The set up is kind of like a neural network sandwich. The first network, the foundation, analyzes text and comes up with a “mental image,” or representation, if you will, of what the words mean. The middle layer of the sandwich, a network for generating images, takes that representation and attempts to recreate an existing image in a training set of annotated images, layer by layer.
At the same time, the middle network introduces noise based on the probability of ending up with the image the researchers asked for. “When you imagine a yellow car,” Mansimov explained, “it could be a Mercedes or a BMW, so by adding the noise, it tries to add the distribution of all the possibilities there may be.”
Screengrab: Mansimov et al.
The final layer of the sandwich is a network that sharpens the resulting blurry images. “The model isn’t sophisticated enough to reconstruct sharp samples, and it’s uncertain about what it’s generating, so it replies with uncertainty and blurry samples,” Mansimov said. “It’s like when you’re uncertain what to say, you more or less start mumbling.”
The team, which also included University of Toronto graduate students and professors, first tested their system by challenging it to generate images of buses, and other objects in different colours. Although the images were blurry, it worked. When the researchers asked for an image of a plane flying in blue skies, the sky was indeed blue. When they asked for a rainy sky, it became gray.
Photo: Elman Mansimov
But while it’s easy for humans to imagine all kinds of surreal images in our heads based on things we’ve seen before, machines? Not so much. So, to really test the system’s limits, they asked it to generate images of surreal scenes that didn’t exist in the training set: an open toilet sitting in a grassy field, for example.

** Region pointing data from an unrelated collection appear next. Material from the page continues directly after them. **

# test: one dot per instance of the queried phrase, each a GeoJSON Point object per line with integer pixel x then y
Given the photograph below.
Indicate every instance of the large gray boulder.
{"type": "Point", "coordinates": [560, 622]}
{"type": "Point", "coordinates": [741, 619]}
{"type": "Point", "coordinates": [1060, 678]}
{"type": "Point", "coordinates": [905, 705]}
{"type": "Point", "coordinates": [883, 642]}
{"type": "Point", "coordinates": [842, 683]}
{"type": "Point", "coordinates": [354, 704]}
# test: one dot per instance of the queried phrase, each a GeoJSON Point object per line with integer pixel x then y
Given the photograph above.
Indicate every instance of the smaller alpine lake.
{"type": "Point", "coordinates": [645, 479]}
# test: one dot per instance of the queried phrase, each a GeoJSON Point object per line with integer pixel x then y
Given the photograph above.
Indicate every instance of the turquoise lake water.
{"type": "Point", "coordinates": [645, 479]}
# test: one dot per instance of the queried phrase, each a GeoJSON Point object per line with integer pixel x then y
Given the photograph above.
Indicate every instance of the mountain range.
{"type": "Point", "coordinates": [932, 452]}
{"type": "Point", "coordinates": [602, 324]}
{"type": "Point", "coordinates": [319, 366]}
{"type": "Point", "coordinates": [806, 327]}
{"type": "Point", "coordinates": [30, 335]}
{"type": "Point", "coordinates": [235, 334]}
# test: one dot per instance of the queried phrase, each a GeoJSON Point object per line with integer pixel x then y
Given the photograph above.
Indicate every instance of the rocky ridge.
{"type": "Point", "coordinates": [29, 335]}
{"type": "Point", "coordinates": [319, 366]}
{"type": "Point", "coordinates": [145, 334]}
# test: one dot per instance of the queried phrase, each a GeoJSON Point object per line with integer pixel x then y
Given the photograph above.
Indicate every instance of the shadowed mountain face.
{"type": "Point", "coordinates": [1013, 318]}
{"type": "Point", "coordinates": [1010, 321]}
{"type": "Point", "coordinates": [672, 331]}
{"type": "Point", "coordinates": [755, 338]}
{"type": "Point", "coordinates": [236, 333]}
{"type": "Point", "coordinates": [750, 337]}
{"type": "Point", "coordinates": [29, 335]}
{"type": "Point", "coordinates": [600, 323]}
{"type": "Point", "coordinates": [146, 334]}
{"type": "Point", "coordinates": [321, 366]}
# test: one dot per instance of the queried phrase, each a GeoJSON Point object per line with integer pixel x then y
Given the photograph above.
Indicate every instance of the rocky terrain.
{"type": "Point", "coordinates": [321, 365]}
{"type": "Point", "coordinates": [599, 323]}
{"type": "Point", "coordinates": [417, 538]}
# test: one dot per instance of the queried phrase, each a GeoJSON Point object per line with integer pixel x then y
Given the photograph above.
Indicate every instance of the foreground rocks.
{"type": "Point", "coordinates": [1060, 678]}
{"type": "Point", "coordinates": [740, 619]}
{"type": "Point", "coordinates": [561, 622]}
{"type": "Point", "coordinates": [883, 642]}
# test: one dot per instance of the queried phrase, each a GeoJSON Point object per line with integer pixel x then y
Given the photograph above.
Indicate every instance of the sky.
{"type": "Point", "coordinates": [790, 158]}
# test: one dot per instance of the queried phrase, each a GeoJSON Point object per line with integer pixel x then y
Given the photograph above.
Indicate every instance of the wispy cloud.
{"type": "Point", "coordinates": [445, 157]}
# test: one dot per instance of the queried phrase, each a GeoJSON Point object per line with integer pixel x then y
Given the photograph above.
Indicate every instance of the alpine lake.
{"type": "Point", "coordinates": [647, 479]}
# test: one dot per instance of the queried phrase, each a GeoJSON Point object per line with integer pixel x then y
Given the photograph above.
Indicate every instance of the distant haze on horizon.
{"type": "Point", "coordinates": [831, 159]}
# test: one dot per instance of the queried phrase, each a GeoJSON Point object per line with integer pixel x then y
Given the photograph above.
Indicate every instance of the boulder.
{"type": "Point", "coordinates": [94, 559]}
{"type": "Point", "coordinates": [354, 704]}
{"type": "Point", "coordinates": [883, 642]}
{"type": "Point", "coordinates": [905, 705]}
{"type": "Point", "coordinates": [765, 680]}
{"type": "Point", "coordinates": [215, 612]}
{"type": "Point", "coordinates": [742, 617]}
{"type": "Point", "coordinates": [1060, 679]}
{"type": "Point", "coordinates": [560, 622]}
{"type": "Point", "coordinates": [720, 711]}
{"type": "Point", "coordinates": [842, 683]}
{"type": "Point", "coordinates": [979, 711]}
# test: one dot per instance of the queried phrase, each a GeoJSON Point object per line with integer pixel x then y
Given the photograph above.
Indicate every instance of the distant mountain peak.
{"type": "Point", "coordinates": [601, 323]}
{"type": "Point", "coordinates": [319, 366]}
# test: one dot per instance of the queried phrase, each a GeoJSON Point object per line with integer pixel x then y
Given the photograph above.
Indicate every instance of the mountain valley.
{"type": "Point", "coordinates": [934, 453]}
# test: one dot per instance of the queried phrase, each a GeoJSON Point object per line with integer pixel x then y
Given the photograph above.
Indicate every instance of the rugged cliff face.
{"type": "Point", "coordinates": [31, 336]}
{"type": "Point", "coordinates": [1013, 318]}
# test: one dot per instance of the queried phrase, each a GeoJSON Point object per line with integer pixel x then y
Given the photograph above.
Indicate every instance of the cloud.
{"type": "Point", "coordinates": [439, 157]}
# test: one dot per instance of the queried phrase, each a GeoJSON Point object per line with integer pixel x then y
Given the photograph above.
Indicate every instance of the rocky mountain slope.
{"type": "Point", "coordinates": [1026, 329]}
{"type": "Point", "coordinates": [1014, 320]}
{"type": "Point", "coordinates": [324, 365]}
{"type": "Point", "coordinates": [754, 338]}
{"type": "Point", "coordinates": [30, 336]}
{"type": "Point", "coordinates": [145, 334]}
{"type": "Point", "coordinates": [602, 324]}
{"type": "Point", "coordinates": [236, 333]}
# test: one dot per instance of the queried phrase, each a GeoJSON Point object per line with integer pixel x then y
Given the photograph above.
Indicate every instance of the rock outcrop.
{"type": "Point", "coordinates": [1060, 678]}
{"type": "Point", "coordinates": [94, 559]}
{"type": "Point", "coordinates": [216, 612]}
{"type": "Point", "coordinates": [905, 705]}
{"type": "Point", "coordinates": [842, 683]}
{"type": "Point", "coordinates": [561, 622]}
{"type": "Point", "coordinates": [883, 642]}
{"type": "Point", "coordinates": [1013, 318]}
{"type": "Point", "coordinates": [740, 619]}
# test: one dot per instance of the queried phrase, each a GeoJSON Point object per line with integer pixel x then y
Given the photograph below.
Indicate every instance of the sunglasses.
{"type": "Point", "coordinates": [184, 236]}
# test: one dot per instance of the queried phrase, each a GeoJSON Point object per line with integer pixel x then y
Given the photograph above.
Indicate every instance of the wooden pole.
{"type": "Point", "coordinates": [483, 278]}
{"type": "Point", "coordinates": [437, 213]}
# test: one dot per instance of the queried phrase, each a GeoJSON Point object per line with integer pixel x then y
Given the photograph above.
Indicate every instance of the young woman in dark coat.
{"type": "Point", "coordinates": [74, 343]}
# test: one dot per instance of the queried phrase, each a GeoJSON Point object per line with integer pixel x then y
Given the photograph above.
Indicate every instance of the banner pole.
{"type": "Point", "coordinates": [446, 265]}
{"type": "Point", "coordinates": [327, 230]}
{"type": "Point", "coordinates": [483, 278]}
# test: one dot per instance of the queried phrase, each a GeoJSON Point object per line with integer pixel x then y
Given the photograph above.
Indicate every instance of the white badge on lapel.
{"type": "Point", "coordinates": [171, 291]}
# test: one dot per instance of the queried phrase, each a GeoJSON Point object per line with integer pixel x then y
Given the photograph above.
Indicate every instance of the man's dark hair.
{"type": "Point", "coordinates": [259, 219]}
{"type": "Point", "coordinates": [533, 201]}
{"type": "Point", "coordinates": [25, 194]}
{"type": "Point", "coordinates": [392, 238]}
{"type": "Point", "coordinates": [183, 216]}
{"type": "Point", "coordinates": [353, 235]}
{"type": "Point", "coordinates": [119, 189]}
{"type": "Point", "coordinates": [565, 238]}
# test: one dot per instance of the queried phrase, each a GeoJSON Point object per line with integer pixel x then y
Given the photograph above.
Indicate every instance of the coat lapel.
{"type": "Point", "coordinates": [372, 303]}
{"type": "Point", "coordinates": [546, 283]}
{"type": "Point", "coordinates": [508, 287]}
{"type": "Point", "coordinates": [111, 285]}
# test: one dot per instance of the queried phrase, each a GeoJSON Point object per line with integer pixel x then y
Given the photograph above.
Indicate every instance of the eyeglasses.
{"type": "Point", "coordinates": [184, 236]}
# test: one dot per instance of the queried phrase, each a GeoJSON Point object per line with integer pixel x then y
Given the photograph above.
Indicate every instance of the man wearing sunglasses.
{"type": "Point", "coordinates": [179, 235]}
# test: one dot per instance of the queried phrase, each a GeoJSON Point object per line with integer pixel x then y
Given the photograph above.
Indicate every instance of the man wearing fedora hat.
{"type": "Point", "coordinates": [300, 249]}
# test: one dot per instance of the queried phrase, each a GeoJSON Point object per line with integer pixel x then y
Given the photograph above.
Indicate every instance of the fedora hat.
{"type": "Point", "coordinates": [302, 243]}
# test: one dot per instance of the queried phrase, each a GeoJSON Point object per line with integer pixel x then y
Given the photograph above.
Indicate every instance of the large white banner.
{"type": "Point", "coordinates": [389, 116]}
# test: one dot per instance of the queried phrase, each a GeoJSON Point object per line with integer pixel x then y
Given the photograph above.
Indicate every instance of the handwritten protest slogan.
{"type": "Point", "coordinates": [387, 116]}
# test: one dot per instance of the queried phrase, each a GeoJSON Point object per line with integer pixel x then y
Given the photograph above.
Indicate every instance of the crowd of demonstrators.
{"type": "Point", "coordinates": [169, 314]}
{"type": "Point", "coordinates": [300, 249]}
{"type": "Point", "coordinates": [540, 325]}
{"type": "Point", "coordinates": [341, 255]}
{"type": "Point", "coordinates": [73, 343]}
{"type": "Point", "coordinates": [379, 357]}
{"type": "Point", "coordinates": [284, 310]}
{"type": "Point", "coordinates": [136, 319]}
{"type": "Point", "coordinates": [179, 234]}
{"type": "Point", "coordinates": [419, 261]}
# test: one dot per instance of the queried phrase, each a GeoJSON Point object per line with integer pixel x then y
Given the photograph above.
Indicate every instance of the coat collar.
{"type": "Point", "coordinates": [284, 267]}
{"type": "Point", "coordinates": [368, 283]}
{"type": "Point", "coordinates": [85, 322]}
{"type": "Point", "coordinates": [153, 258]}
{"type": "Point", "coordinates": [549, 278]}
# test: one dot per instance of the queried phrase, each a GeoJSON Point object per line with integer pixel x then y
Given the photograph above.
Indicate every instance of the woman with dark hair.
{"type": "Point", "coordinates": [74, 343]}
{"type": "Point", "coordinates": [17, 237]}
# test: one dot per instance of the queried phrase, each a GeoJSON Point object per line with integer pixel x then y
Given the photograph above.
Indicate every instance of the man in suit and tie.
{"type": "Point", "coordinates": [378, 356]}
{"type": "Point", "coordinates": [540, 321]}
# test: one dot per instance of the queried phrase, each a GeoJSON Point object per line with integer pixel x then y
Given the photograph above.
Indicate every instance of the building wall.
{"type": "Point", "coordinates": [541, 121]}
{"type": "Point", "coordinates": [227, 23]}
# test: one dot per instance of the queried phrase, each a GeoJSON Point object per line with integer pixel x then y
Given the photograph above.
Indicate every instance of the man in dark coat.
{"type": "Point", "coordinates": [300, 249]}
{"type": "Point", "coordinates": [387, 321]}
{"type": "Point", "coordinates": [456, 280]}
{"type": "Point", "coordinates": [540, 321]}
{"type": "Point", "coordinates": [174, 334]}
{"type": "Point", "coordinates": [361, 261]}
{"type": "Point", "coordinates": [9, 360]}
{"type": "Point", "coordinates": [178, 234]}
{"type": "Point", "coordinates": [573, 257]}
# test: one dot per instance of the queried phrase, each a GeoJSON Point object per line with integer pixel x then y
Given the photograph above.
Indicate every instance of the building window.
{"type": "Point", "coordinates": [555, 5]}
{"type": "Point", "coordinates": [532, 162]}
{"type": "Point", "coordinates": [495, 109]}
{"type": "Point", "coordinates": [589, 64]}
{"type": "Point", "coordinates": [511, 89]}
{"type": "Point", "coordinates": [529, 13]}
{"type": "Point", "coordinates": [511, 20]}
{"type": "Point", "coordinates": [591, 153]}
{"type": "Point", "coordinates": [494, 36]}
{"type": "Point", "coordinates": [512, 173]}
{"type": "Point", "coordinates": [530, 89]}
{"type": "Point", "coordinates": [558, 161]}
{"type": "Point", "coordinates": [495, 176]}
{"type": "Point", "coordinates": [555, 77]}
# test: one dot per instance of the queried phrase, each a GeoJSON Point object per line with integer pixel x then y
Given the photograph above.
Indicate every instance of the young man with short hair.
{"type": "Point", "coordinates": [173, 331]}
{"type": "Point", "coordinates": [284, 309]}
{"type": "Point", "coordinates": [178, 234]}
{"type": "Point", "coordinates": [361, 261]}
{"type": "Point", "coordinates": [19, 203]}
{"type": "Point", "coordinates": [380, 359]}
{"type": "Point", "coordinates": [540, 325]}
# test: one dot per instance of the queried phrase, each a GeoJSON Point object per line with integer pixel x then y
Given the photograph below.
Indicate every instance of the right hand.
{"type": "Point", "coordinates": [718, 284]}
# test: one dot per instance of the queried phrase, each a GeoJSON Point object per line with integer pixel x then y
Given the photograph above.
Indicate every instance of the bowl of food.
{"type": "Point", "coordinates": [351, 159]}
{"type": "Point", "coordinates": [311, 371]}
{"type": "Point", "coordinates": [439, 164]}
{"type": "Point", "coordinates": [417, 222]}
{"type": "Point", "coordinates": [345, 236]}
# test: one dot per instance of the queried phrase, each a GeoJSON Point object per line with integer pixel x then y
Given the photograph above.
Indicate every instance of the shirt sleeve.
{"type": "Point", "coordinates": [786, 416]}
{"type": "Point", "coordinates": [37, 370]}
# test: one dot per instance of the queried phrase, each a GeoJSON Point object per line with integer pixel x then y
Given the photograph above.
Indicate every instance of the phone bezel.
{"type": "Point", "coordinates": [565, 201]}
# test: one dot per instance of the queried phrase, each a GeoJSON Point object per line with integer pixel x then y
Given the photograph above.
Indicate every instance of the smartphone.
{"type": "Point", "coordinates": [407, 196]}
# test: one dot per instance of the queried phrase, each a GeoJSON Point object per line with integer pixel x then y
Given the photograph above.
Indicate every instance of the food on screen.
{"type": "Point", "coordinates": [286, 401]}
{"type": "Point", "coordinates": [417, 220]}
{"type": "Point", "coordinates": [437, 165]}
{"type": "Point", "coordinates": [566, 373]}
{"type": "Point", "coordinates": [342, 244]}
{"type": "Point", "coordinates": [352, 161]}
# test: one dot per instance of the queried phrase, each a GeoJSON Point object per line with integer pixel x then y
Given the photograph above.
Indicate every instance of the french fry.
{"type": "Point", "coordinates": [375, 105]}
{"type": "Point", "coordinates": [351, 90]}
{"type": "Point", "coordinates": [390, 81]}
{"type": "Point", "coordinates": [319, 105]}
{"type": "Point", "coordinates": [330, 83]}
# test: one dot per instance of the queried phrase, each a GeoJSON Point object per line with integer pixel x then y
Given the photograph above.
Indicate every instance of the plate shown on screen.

The AI excelled at this task, as well. “That showed the whole purpose of this work: to generalize,” Mansimov told me. “If you want a more realistic AI system, the AI should be able to do that too.”
Screengrab: Mansimov, et al.
As for what’s next, Mansimov said they need to work on improving the system so that the images it generates are sharper and more recognizable. In part, this might come from more training. Also, he said, the team will try applying their system to things other than image generation, such as speech.
“As a proxy to see what’s happening with the model, I used images,” Mansimov said, but it could theoretically do the same with the human voice—perhaps, he suggested, to create more natural-sounding voices for use by robots.
If the results of a robot trying to speak using Mansimov and his colleagues’ system sound anything like its images look, we can probably look forward to robots that slur their way through speech like a drunken sailor. But hey, it’s a start.